Washington State Emergency

It’s a lot easier to make up rules for honest people than for dishonest people. That’s what Tim Eyman and other supporters of the Saving I-601 referendum must be thinking.

Back in 1993, Washington state’s voters passed Initiative 601, which requires a two-thirds vote of both Houses of the Legislature to raise taxes. It also limits state spending growth to inflation plus population growth. But this year, the legislature passed a bill busting the spending limits and allowing tax hikes by simple majority vote.

It’s not respectful of Washington voters, but it was within the Legislature’s power under the state’s constitution. Of course, citizens likewise have the power to put the Legislature’s action to a referendum, a vote of the people.
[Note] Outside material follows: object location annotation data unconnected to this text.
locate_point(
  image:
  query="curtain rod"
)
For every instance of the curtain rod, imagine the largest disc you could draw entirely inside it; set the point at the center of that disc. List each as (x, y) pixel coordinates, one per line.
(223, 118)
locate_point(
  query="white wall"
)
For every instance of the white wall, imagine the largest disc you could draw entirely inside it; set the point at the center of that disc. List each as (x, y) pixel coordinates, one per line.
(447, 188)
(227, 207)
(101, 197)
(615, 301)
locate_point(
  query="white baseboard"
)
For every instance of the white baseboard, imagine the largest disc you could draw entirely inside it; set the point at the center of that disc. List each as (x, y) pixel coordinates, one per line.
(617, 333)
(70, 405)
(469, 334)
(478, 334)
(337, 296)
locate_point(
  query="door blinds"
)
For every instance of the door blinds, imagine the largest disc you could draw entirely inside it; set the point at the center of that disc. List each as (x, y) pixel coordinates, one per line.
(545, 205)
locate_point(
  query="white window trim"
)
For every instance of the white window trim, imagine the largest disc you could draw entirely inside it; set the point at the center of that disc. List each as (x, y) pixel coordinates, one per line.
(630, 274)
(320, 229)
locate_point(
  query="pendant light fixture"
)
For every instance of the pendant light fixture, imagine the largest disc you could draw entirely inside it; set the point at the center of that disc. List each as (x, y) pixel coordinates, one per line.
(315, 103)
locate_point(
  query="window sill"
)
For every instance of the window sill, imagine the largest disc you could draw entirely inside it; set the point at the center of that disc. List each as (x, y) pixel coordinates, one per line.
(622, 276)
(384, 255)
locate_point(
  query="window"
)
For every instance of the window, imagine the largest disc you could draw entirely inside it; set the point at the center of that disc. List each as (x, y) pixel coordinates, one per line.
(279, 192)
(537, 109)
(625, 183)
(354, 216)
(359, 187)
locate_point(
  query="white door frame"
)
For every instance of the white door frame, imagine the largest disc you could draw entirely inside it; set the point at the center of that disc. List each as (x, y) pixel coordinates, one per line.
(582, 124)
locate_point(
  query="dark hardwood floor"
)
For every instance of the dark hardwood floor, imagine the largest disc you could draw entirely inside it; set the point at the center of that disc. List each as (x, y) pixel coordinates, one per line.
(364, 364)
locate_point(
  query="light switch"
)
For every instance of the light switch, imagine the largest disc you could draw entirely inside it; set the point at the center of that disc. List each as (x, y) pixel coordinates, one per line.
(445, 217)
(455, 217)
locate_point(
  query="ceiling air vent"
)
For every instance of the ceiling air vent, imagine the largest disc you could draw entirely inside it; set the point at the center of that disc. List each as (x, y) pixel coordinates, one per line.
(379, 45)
That’s where legislators decided to play fast and loose with the constitution. They labeled their change to the voter-enacted spending restraints “emergency” legislation.

So, when a referendum to stop the Legislature from gutting I-601 was filed, the Secretary of State rejected it. Citizens went to court. But the court ruled that the Legislature may suspend referendums whenever it wants, on the grounds of “the immediate preservation of the public peace . . . and its existing public institutions.”

Justice Richard Sanders, in a sharp dissent, called the court “openly hostile to the people’s check on the Legislature.”

Because reformers are reasonable and responsible, when they put restraints on government they provide for emergencies, so in a disaster the Legislature would be free to act. But politicians are not reasonable. Their behavior is regularly crooked. Maybe not in the criminal sense, but in every other.

This is Common Sense. I’m Paul Jacob.